C’est une énième attaque raciste tirée du creuset UDC, passée à la moulinette du PLR et adoubée par Le Centre et le MCG. Non contents d’avoir imposé leur vision de la laïcité aux fonctionnaires, les partis de droite genevois remettent le couvert en s’attaquant aux signes religieux portés dans les hémicycles. Au nom de la séparation entre Etat et religion, les élu·es – pour autant que le peuple avalise ce changement constitutionnel le 14 juin – ne seraient plus autorisé·es à arborer des signes ostentatoires dans les parlements. Sur le papier, cela signifie notamment plus de croix, plus de kippa, plus de voile.

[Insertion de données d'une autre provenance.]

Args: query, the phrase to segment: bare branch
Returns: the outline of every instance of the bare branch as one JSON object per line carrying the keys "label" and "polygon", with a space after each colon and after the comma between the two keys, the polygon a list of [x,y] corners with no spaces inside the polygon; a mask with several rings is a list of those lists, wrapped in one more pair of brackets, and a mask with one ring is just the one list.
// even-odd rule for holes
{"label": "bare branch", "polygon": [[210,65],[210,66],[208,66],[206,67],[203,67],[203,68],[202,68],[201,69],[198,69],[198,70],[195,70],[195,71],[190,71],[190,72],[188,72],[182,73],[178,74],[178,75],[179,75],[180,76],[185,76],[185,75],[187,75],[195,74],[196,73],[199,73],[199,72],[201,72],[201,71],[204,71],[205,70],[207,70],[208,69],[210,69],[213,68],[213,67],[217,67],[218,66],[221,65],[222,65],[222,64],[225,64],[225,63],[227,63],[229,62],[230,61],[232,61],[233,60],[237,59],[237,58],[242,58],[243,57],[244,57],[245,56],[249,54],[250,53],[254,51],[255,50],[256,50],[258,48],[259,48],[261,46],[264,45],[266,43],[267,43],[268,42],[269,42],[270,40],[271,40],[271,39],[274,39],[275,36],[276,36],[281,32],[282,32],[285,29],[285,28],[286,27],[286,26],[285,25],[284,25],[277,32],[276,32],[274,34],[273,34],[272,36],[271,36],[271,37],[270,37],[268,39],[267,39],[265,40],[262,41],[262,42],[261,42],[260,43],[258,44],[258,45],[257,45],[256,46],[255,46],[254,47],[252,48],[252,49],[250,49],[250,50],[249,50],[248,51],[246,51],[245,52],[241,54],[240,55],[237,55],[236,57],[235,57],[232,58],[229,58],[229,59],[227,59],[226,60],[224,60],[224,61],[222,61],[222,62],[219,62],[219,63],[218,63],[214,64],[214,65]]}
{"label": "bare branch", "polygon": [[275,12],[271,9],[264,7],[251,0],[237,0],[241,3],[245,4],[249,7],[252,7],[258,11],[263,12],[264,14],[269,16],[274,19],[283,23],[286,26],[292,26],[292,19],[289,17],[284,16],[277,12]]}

Surtout plus de voile. Emanant d’un parlement qui a relancé une salve contre le burkini il y a quelques mois, difficile de croire que cette modification législative, qui ne règle aucun problème identifié, ne soit pas idéologique. Car la question ne s’est jamais posée au Grand Conseil. Elle s’est marginalement illustrée au niveau communal, pour des élues portant le foulard, sans que personne ne s’en affole – du moins jusqu’à ce que la droite ne mette l’ouvrage sur le métier. Masquer ses choix religieux ou renoncer à siéger, l’équation simpliste nie tout un pan de la diversité de culte que nos élu·es sont censé·es représenter. Et pas de chance si au passage elle égratigne une autre minorité: les femmes ne représentent que 40% des élu·es dans les Conseils municipaux – encore moins au Grand Conseil –, mais ce sont elles qui seraient le plus directement touchées par ce nouvel interdit.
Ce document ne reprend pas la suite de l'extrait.